When I was done, Ethel said, “My gracious, y’all have had quite the summer.”
I woulda bet my best steely boulder that Ethel had known all along that Rasmussen was my daddy because I had turned around to check her eyebrows and they hadn’t gone up at all when I’d told her that part, which was what her eyebrows always did when she was surprised. After all, Miss Ethel Jenkins from Calhoun County, Mississippi, was the smartest woman I knew, and once you saw me and Mr. Dave together you’d probably know right away that we were related, if you paid attention to the details and were looking for that sort of thing.
Ethel leaned over the table toward Troo and said, “You know, Miss Troo, you just gotta let that go with your daddy’s accident.

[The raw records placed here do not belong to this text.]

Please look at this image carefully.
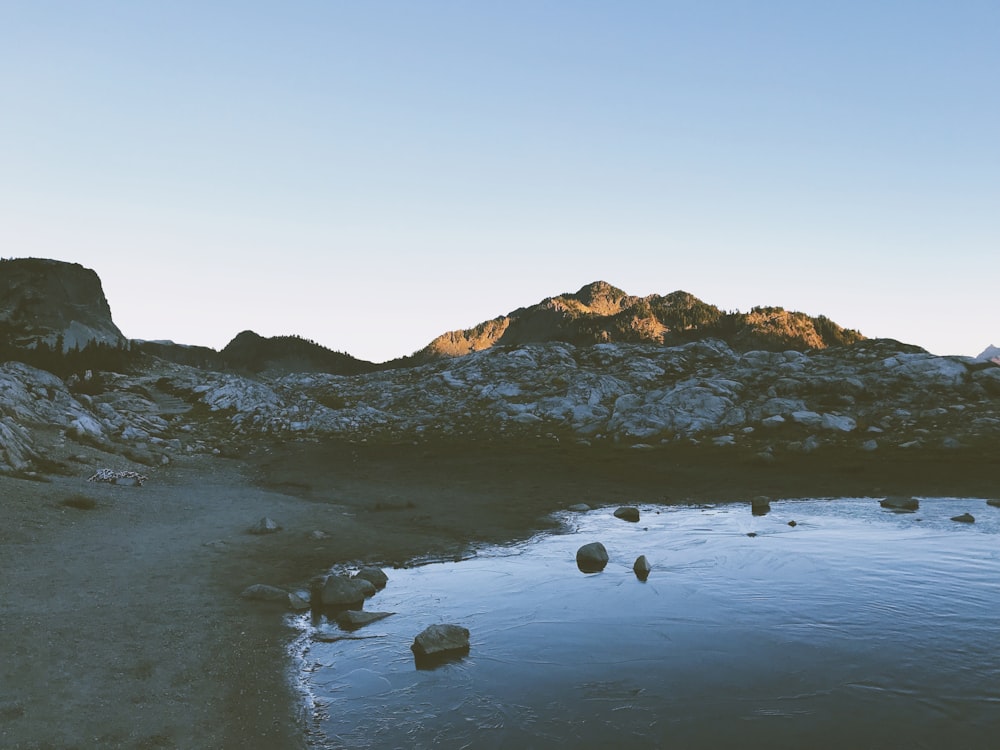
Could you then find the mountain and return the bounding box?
[412,281,864,362]
[976,344,1000,365]
[0,258,127,352]
[219,331,378,375]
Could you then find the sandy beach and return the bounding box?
[0,442,1000,748]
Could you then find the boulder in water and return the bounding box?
[632,555,653,581]
[410,624,469,656]
[320,575,375,606]
[354,567,389,589]
[879,495,920,511]
[615,505,639,523]
[576,542,608,573]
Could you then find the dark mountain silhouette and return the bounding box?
[0,258,864,375]
[219,331,379,375]
[976,344,1000,365]
[409,281,864,362]
[0,258,127,352]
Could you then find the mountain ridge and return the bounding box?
[0,258,864,375]
[413,280,864,362]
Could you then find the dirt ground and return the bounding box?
[0,443,1000,749]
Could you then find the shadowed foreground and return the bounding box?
[0,442,1000,748]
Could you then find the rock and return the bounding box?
[354,567,389,589]
[879,495,920,511]
[335,609,395,630]
[615,505,639,523]
[288,591,312,612]
[820,414,858,432]
[791,411,823,427]
[319,575,375,606]
[576,542,608,573]
[240,583,288,602]
[248,516,281,534]
[632,555,653,581]
[410,625,469,656]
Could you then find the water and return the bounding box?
[296,498,1000,750]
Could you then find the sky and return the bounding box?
[0,0,1000,361]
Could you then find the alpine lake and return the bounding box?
[290,498,1000,750]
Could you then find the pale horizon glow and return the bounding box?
[0,0,1000,361]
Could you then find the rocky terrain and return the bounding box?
[0,261,1000,749]
[0,258,126,351]
[976,344,1000,365]
[409,281,863,362]
[0,261,1000,473]
[0,339,1000,472]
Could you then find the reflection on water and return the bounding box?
[297,499,1000,750]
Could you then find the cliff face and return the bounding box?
[413,281,864,362]
[0,258,126,351]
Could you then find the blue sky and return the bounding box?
[0,0,1000,360]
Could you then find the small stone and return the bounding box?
[615,505,639,523]
[319,575,375,605]
[750,495,771,516]
[576,542,608,573]
[410,625,469,656]
[632,555,653,581]
[240,583,288,602]
[879,495,920,511]
[336,609,395,630]
[249,516,281,534]
[354,567,389,589]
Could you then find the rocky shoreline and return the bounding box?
[0,438,1000,748]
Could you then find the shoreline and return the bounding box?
[0,441,1000,748]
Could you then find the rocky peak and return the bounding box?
[0,258,126,351]
[976,344,1000,365]
[407,281,864,364]
[557,281,635,315]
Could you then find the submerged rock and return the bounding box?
[288,591,311,612]
[632,555,653,581]
[248,516,281,534]
[410,624,469,656]
[879,495,920,510]
[354,567,389,589]
[320,575,375,605]
[335,609,396,630]
[576,542,608,573]
[240,583,288,602]
[615,505,639,523]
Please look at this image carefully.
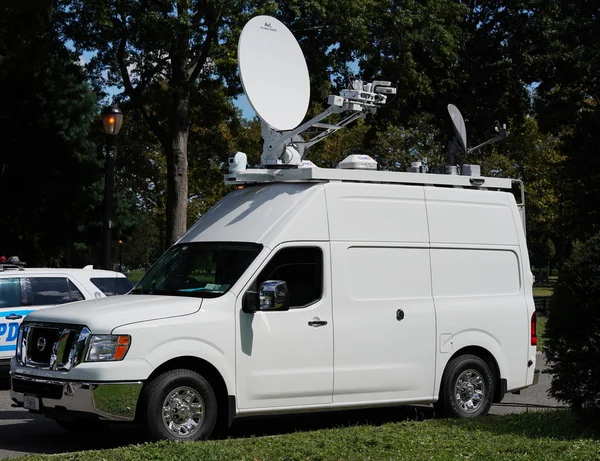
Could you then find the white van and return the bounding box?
[11,164,537,440]
[0,264,133,372]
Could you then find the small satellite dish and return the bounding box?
[448,104,467,153]
[238,16,310,131]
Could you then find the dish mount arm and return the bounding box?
[261,80,396,167]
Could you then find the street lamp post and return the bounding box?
[102,106,123,270]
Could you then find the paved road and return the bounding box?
[0,355,558,459]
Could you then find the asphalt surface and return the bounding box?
[0,353,559,459]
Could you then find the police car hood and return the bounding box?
[25,295,202,334]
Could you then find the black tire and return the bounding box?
[435,355,494,418]
[140,369,219,442]
[54,418,110,437]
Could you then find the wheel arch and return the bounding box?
[438,346,506,403]
[136,355,236,428]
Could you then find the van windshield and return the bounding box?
[131,242,262,298]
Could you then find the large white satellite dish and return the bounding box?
[238,16,310,131]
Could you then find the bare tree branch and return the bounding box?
[188,4,221,84]
[116,36,168,147]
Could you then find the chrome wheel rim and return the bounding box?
[162,386,204,438]
[454,369,485,413]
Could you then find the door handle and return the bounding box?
[308,318,327,327]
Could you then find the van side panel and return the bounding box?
[425,188,529,394]
[331,242,435,403]
[425,187,519,245]
[508,195,537,387]
[325,183,429,244]
[325,183,435,404]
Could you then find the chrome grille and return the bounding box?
[17,323,90,371]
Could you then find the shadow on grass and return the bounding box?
[426,409,600,440]
[228,405,435,438]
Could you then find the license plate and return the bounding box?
[23,395,40,410]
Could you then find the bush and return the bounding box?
[544,234,600,415]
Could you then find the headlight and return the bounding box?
[85,335,131,362]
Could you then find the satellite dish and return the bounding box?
[448,104,467,153]
[238,16,310,131]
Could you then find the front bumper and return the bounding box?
[10,373,143,421]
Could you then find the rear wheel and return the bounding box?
[436,355,494,418]
[142,370,218,442]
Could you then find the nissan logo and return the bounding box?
[37,338,46,352]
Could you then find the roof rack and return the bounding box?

Chil’ren, they don’t know what the heck they’s doin’ so it don’t count what they do in God’s eyes like a bad thing ’til they get much, much older and they know when they’s doin’ a bad thing. And I know that Mr. Rasmussen, he can’t replace your other daddy, but . . .” Ethel took a sip of her Ovaltine and it left a mustache on her lip that she licked off with her startling pink tongue. “If I know anything at all about Miss Sally, it’s that she’s very good at sharin’.”